Imke Müller-Hellmann

Leute machen Kleider

Eine Reise durch die globale Textilindustrie
Cover: Leute machen Kleider
Osburg Verlag, Hamburg 2017
ISBN 9783955101411
Gebunden, 250 Seiten, 20,00 EUR

Klappentext

Ein ganz alltäglicher Morgen: Aufstehen, ins Bad gehen, sich ankleiden. Doch was wäre, wenn aus dem Schrank die Menschen klettern würden, die unsere Kleidung hergestellt haben? Was würden sie von ihrer Arbeit und von ihrem Leben erzählen?

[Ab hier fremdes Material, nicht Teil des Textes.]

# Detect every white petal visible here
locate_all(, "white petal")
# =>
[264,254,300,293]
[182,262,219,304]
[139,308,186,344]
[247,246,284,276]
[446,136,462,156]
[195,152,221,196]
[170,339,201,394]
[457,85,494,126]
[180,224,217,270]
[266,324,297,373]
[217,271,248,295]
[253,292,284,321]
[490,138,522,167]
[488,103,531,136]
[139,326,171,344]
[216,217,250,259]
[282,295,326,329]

Imke Müller-Hellmann nimmt ihre Lieblingskleidungsstücke und fährt los: Bangladesch, Vietnam, Portugal, Schwäbische Alb, Thüringen, China ... Sie lernt die Näherin ihrer Fleecejacke kennen, den Textilveredler von Slip Claudia und die Spinnerin des Garns ihrer Wandersocken. Sie interviewt Firmenchefs in deutschen Luxushotels und Manager auf staubigen, bengalischen Pisten, fährt an chinesischen Betriebstoren vor und bedankt sich bei den verblüfften Angestellten für ihre Lieblingsjacke. Wovon träumt eine Wanderarbeiterin in China, die 10 bis 12 Stunden am Tag unter Neonlicht näht? Was erhofft sich ein Näher in Bangladesch von seiner Zukunft? Was eine Schuhmacherin in Portugal? Doch bis sie die Menschen besuchen und kennenlernen kann, braucht es Beharrlichkeit. Die Autorin ringt mit den Firmen ihrer Kleidungsmarken um die Herausgabe der Zulieferernamen und bittet Gewerkschaften um Hilfe bei der Suche nach den Menschen, die ihre Kleidung fertigten. Leute machen Kleider ist eine Reise durch die globale Textilproduktion, voller sehr persönlicher Begegnungen. Ein Buch, das vor allem von den Menschen erzählt, die so weit weg zu sein scheinen, es aber eigentlich nicht sind - tragen wir ihre Arbeit doch täglich auf unserer Haut.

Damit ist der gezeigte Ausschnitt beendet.